2. Key safety issues identified by the OIG at the facility include:
• No effective inventory detailing the availability of supplies and medical equipment used on patients
• No system to make sure medical equipment was subject to patient safety recalls
• Of the 25 storage facilities at the medical center examined by the OIG, 18 were found to be dirty
• In past year, more than $150 million in equipment and medical supplies had not been accounted for
• The lease for a warehouse used by the VA hospital containing unaccounted for equipment and supplies is set to expire with no plan to unload the storage space
• There are several vacancies at senior staffing positions that will make remediating safety issues identified by the OIG difficult to resolve
3. In response to the interim report, the VA appointed retired U.S. Army Colonel Lawrence Connell as the acting medical center director for the DC VA Medical Center on Wednesday. The move came after the VA initially appointed Charles Faselis, MD, the chief of staff of the D.C. facility, to the post earlier on Wednesday in the wake of the release of the OIG report.

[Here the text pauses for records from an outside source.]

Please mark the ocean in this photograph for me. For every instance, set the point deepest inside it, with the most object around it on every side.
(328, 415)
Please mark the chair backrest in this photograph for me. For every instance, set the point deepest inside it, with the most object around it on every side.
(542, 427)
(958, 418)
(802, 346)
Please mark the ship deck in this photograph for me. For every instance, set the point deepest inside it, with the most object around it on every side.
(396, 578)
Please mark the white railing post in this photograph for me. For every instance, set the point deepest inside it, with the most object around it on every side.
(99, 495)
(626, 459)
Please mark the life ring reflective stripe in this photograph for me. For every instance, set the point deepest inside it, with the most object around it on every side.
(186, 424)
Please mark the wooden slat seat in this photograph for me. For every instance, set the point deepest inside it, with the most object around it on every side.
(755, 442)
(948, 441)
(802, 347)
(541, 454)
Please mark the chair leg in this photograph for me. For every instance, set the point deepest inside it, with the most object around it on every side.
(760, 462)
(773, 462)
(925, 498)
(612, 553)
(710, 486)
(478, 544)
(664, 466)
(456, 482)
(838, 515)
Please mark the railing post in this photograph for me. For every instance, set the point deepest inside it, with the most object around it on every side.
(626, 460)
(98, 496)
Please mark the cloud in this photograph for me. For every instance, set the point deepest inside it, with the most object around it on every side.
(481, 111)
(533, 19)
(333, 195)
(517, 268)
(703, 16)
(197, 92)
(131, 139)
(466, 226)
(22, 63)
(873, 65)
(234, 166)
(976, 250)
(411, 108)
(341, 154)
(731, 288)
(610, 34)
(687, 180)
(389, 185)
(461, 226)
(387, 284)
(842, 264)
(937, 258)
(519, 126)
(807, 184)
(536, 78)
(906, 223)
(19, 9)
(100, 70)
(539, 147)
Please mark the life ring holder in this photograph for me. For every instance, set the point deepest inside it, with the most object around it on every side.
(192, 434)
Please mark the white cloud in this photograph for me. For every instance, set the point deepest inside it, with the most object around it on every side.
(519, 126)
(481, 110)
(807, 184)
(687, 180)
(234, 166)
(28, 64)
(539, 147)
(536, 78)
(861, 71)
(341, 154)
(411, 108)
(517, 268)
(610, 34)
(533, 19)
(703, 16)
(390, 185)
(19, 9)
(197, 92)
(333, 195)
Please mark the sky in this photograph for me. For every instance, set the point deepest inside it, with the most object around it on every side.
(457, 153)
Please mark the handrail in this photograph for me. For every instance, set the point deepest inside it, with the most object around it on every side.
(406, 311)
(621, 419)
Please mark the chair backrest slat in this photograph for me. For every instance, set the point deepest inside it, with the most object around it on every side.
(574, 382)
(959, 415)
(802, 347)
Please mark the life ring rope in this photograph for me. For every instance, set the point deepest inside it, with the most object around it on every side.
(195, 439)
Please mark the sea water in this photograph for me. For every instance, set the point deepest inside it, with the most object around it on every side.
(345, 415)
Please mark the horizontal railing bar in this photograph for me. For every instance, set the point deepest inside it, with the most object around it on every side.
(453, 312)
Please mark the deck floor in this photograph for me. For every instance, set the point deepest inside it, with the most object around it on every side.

"In naming Dr. Faselis as the acting director, VA was following a common line of succession," said the VA in a press release. "After further consideration, it was determined that naming an acting director from outside the facility would allow leadership to concentrate on addressing the many challenges identified in the OIG report, without compromising the ongoing internal review."
4. Since Jan. 1, 2014, the medical center has documented 194 patient safety events related to the availability of medical equipment or supplies, according to the OIG report.
5. The OIG recommends the Under Secretary for Health take immediate action to address the issues identified thus far in the investigation.
6. "VA is conducting a swift and comprehensive review into these findings," said the VA in a statement issued Wednesday. "VA's top priority is to ensure that no patient has been harmed. If appropriate, additional disciplinary actions will be taken in accordance with the law."
7. No adverse outcomes related to the safety issues at the facility have been identified at this time.